From the Regulators

Blackmont Capital, Vancouver rep fined for participating in an arrangement with Clarion Finanz

By Megan Harman |

The Investment Industry Regulatory Organization of Canada has imposed a $732,500 fine against Blackmont Capital Inc. and a $265,000 fine against Dean Shannon Duke for violating business conduct and trade authorization rules.

An IIROC hearing panel found that Blackmont and Duke violated IIROC rules between January 2003 and October 2007, when Duke was a registered representative with the Vancouver branch of Blackmont.

Specifically, IIROC found that Blackmont and Duke participated in an arrangement which involved paying commissions to a third party who placed orders in the accounts of seven clients, without informing the clients of this agreement.

They also effected trades in four client accounts based on third-party instructions without having written trading authorization, according to IIROC.

The third party was Clarion Finanz AG – a Switzerland-based portfolio manager which acted as an “external asset manager” for seven banks based in Switzerland and Liechtenstein.

Clarion was authorized to manage the portfolio of securities owned by the banks; customers.

Under the commission agreement, Duke began executing trades based on Clarion’s instructions in several accounts beneficially owned by customers of the banks. But in some cases, there was no written documentation authorizing Clarion to place orders in these accounts.

Between 2003 and 2007, more than $2.8 million in gross commissions were generated from trading in the accounts based upon trading instructions from Clarion.

Duke and Blackmont acted inappropriately “by effecting trades in the accounts of their clients based upon the instructions of a third party without the existence of a duly executed trading authorization enabling them to take trading instructions from such third party,” IIROC said.

The IIROC panel also found that Blackmont failed to meet the requirements of the Proceeds of Crime (Money Laundering) and Terrorist Financing Regulations by failing to obtain the documentation for certain client accounts. This included corporate records which indicated the “power to bind” a corporate client; signature documentation regarding trading authorization; and/or identity verification for authorized trading individuals.

In the penalty decision, IIROC gave Duke a six-month prohibition against re-approval for registration commencing Jan. 1, 2011. The penalty also stipulates that if Duke wants to apply for re-registration after June 30, 2011, he must successfully complete the Conduct and Practices Handbook examination and his first six months of re-registration must be done under strict supervision.

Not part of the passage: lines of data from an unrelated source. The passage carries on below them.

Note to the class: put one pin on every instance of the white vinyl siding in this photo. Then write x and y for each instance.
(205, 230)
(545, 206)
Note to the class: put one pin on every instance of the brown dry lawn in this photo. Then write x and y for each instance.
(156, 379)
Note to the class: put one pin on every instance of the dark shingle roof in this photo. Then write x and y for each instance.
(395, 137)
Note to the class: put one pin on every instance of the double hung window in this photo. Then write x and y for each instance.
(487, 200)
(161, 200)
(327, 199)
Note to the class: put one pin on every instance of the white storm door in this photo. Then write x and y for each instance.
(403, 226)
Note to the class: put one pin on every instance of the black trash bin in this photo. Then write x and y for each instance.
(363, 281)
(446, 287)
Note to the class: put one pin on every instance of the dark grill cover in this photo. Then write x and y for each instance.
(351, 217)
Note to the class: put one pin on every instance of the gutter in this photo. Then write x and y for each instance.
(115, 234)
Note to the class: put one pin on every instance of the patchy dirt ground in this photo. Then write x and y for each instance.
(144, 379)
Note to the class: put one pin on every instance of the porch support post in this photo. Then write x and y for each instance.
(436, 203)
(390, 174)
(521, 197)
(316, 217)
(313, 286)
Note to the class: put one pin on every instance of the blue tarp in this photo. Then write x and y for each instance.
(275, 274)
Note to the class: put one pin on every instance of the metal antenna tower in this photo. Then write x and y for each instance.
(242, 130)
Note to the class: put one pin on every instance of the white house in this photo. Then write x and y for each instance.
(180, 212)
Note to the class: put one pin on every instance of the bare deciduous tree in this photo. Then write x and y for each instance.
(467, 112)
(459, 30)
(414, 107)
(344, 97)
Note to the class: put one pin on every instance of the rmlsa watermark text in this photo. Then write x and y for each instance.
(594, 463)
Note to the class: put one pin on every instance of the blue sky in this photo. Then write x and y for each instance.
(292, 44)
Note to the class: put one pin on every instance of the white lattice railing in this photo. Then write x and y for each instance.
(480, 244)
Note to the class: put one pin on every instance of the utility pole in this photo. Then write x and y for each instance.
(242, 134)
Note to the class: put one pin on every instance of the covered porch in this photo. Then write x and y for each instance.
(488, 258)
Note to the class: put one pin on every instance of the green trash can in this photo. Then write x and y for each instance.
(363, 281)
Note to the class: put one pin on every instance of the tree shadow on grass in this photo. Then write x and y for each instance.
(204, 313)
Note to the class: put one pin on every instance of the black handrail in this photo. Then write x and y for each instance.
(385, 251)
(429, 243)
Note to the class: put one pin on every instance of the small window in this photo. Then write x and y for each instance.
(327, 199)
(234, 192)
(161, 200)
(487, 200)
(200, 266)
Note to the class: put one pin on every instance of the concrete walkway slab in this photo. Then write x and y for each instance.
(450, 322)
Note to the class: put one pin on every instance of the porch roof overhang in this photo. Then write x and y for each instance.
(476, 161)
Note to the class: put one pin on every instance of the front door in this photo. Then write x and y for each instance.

In imposing the penalty, IIROC noted that in the trading on the accounts, there was no finding of fraud, nor were there any client complaints or any finding of client loss.

The regulator said that its “primary goal in determining an appropriate penalty is one of prevention and not punishment.”

IIROC noted that Duke had previously been disciplined twice during his career as a registered representative in the securities industry.

“In determining an appropriate penalty for Mr. Duke, an element of specific deterrence should be included to ensure that if in the future Mr. Duke chooses to become employed in the securities industry, he will better appreciate his obligation to understand and uphold the Rules and will not repeat the conduct that has led to his current and previous disciplinary sanctions,” the panel said in its decision.

Duke is no longer registered in any capacity with an IIROC-regulated firm.

Blackmont Capital Inc. is now Macquarie Private Wealth Inc., following a name change on Feb. 1, 2010.